# Nos vs Methanol



## rextheracer (Jul 3, 2008)

ok, i have come across a methanol injection set for $200 (through a friend) and was wondering if i should do that or go for nos....
all i have right now is a K&N, so everything internal is stock...im looking for a power gain, and cost effectiveness...

thanks in advance


----------



## B-ville Goat (Oct 5, 2008)

Meth injection is used more on boosted cars, go with Nitrous. Methanol injection and water injection help keep things under control, doesn't really add any power.


----------



## Rukee (Feb 8, 2007)

:agree
meth is used to cool the incoming air that was heated by a turbo or supercharger.


----------



## jpalamar (Jul 22, 2008)

I think non FI cars can gain some decent HP with meth injection. Colder air always = more power potention. For $200 I say do it.


----------



## Rukee (Feb 8, 2007)

Isn't the meth injected onto the outside of the intercooler to cool the air? How are you going to use it to cool incoming air if you don't have a intercooler?


----------



## jpalamar (Jul 22, 2008)

Not exactly sure how it works, but I have read that it was done and was sucessful. Check this: Picked up 20 rwhp on N/A Vmax 6.0 with methanol kit dyno testing today - LS1TECH

add a cam, bump compression up and here is some HP that many are missing out on.


----------



## Rukee (Feb 8, 2007)

Sounds interesting, but needs a tune right out of the box before you use it.
I wonder where they are injecting it?


----------



## svede1212 (Nov 1, 2005)

it sprays right into the intake charge. as said it's just to bring the intake air charge down in temp plus it adds a little protection from knock for boosted cars by raising the octane. for that type of power NO2 is the way to go but doing it right (and thereby maybe saving your engine) isn't cheap.


----------



## rextheracer (Jul 3, 2008)

thanks for the input guys, i think im gonna pass on the methanol, and prob save up for a cam and tune...logical? or should i start with nos?


----------



## jpalamar (Jul 22, 2008)

NO2 is if you don't want more power all the time.

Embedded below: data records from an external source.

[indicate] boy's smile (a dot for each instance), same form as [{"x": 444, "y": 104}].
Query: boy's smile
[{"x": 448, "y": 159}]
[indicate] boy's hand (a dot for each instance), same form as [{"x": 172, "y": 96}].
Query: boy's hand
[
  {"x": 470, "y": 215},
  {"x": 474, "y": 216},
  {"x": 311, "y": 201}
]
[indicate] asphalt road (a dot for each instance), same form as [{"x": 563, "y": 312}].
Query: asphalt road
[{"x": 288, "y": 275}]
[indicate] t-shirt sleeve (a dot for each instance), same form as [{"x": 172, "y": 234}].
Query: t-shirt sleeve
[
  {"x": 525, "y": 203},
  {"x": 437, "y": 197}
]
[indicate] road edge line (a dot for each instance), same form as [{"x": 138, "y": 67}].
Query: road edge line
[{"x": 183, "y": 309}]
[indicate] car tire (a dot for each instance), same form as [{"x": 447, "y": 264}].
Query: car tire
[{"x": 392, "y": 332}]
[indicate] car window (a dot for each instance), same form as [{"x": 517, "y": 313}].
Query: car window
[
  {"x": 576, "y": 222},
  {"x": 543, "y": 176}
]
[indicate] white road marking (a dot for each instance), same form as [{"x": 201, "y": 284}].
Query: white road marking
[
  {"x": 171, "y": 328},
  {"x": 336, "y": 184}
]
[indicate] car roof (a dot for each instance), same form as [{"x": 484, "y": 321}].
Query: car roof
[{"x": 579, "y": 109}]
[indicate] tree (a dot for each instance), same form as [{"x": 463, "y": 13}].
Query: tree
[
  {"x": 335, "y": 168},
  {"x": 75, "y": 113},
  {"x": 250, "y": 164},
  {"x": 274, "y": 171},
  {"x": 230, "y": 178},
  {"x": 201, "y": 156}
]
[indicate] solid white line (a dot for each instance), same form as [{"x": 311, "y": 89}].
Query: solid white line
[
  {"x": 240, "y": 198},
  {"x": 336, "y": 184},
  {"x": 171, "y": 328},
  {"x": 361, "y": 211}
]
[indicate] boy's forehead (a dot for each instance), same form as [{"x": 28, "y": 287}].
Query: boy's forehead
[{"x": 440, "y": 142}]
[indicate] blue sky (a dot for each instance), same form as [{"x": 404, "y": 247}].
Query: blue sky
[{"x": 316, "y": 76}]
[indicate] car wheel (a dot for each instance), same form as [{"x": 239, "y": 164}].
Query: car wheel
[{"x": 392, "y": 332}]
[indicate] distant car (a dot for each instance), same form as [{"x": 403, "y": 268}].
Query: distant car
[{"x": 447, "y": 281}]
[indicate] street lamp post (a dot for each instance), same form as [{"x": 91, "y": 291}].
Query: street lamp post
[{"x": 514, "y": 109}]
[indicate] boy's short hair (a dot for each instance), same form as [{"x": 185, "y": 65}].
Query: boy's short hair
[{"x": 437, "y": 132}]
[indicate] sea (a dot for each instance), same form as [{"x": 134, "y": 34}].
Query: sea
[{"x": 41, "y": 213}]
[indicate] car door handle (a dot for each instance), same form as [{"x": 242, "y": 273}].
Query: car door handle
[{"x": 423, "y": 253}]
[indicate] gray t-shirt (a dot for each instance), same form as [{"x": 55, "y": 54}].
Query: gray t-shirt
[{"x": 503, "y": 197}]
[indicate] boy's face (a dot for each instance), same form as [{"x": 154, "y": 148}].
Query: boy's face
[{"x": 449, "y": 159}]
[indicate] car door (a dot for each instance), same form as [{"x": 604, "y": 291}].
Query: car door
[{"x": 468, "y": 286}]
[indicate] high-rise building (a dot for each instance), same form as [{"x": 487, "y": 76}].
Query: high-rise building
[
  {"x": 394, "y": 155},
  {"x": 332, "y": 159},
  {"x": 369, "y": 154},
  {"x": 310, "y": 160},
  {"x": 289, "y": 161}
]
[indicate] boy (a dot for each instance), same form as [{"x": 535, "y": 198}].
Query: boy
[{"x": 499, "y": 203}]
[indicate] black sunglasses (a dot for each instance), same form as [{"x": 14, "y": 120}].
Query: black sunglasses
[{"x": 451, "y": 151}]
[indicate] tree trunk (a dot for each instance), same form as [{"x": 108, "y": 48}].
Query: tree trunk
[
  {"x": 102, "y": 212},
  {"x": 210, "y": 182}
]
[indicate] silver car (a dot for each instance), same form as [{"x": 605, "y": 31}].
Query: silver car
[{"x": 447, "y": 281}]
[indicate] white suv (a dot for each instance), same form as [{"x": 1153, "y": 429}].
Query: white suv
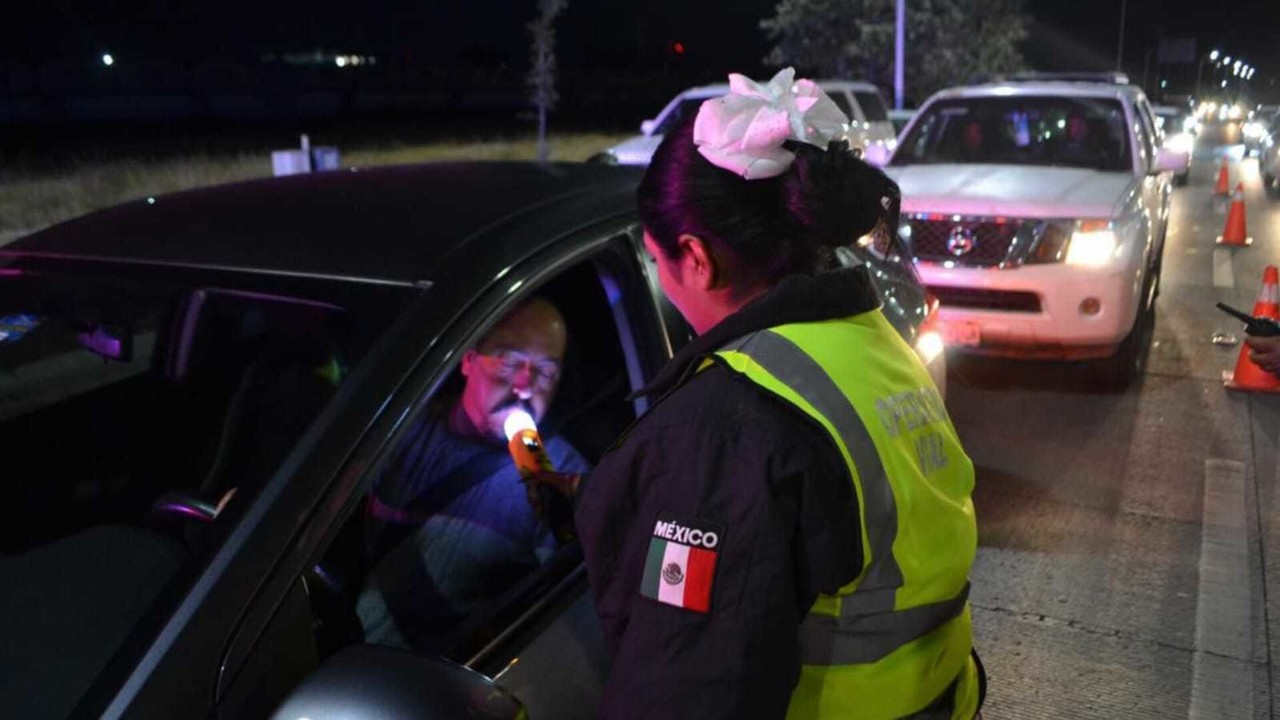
[
  {"x": 862, "y": 101},
  {"x": 1037, "y": 209}
]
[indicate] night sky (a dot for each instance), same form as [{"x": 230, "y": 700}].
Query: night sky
[{"x": 720, "y": 36}]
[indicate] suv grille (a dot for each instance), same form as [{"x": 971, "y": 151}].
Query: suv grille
[
  {"x": 978, "y": 299},
  {"x": 965, "y": 242}
]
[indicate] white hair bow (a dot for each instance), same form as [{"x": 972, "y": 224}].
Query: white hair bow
[{"x": 744, "y": 131}]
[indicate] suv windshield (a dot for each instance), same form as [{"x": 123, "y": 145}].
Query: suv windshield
[
  {"x": 686, "y": 106},
  {"x": 150, "y": 411},
  {"x": 1080, "y": 132},
  {"x": 873, "y": 108}
]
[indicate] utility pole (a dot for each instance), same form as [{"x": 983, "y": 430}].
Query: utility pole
[
  {"x": 1124, "y": 5},
  {"x": 899, "y": 54}
]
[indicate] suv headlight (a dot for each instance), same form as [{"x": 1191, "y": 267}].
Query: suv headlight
[
  {"x": 1093, "y": 244},
  {"x": 1077, "y": 242}
]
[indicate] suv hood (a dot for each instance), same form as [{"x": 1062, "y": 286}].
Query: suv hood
[
  {"x": 1018, "y": 191},
  {"x": 636, "y": 150}
]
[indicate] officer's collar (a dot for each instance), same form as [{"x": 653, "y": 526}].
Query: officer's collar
[{"x": 796, "y": 299}]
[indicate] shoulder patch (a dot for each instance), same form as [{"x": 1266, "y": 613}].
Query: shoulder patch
[{"x": 680, "y": 568}]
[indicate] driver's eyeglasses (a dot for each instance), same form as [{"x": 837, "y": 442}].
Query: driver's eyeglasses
[{"x": 506, "y": 363}]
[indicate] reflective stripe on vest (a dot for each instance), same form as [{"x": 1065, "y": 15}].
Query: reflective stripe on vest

I DD mine so gettign real HP with a street cam isn't gonig to happen. Plus I would need a heavy duty cam that would also hurt my driving on the street. Thats why I'm a fan of NO2. Its the best of both worlds. Just not street elgal lol


----------



## 740tank (Mar 23, 2009)

*I DD mine so gettign real HP with a street cam isn't gonig to happen.*

I got 55hp with my cam and a proper tune


----------



## jpalamar (Jul 22, 2008)

740tank said:


> I got 55hp with my cam and a proper tune


50+- HP for street cam VS 150 for NO2? Not even in the same ball park. It is a different type of build, and each have their own perks though.


----------



## rextheracer (Jul 3, 2008)

alright guys, thanks for the info...ill look into the n02 in the near future.


----------